A mobility aggregate groups the pseudonymised CDR data of many individual subscribers into an output that characterises the behaviour of the entire group of subscribers.
We can calculate aggregates which capture a broad range of aspects of population distributions and mobility, including both short-term and longer-term patterns. These aggregates can then be combined, scaled and adjusted to derive indicators which can be used to inform decision-making.
Aggregates should meet the following criteria:
- They contain no personal information – the data must be anonymised such that subscribers’ individual privacy is preserved;
- They are fast and easy to compute – MNOs should be able to calculate the aggregates with limited resources, for example on a single server.
- They are robust to infrequent phone usage – for Low- and Middle-Income Countries (LMICs) in particular, the methodology must be suitable even when many subscribers may not use their mobile devices daily.

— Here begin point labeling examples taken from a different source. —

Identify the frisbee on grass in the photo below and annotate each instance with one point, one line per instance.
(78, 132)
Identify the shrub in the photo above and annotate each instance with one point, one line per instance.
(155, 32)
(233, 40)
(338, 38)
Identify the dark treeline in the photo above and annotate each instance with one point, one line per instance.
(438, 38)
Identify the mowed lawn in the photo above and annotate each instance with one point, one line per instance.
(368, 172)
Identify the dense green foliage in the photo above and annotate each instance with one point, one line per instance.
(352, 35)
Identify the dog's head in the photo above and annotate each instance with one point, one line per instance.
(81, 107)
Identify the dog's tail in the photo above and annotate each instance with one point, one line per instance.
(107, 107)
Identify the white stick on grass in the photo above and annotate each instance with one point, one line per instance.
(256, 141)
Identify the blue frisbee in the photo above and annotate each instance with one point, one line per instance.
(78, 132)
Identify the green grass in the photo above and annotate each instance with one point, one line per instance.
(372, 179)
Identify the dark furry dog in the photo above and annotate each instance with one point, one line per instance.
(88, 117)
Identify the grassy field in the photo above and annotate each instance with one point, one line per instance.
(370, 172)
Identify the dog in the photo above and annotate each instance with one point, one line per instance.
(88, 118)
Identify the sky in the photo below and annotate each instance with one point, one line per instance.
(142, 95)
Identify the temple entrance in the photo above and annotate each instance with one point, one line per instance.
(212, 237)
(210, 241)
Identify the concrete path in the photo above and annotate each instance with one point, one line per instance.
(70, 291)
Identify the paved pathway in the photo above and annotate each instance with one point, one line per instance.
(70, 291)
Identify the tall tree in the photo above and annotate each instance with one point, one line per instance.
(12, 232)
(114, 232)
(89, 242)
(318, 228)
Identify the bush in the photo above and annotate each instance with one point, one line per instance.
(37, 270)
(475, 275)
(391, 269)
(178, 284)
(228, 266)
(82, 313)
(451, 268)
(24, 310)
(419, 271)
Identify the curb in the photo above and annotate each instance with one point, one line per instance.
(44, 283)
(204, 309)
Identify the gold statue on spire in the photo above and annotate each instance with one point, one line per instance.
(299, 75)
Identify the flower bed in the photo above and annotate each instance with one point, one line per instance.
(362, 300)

Criteria 1 is always essential when producing CDR aggregates.
It should not be possible to reidentify any subscribers from CDR aggregates. You can read more about preserving individual privacy here.
Criteria 2 and 3 are primarily of concern in Low- and Middle-Income Countries (LMICs).
The resources available in LMICs for the processing of CDR data may be more limited, meaning that the methods for calculating need to use these resources efficiently. For example FlowKit, the open-source software suite developed by Flowminder, is designed and its methods have been optimised to run on a single server within an MNOs firewall.
Infrequent use of mobile devices is also more likely to be a limitation in LMICs, and especially in less wealthy communities within LMICs. It’s therefore important that the methods are developed without the assumption that all subscribers are going to be active every day, or even once every few days.
In this section, we will introduce the four main categories of aggregate derived from CDR data and how they are calculated.
Count of Subscribers
Count of subscribers aggregates capture the number of active subscribers recorded in a given area during a given time interval.
Each active subscriber may be present in multiple locations during a single time interval as they may visit multiple locations during that period.
Count of subscribers aggregates are primarily used to calculate Presence-class indicators. These indicators describe short-term (hourly, daily) changes in the number of people who are present within each area.
Count of subscribers aggregates are generally calculated for short time intervals (e.g. daily, weekly) but, depending on the requirements of the analysis, the spatial and temporal resolution can vary.
The presence aggregate is the simplest count of subscribers aggregate. Presence is calculated as the number of unique active subscribers recorded in a given area during a given time interval. This aggregate is used to calculate a broad range of indicators related to presence, population mixing, intra-regional travel and hotspots.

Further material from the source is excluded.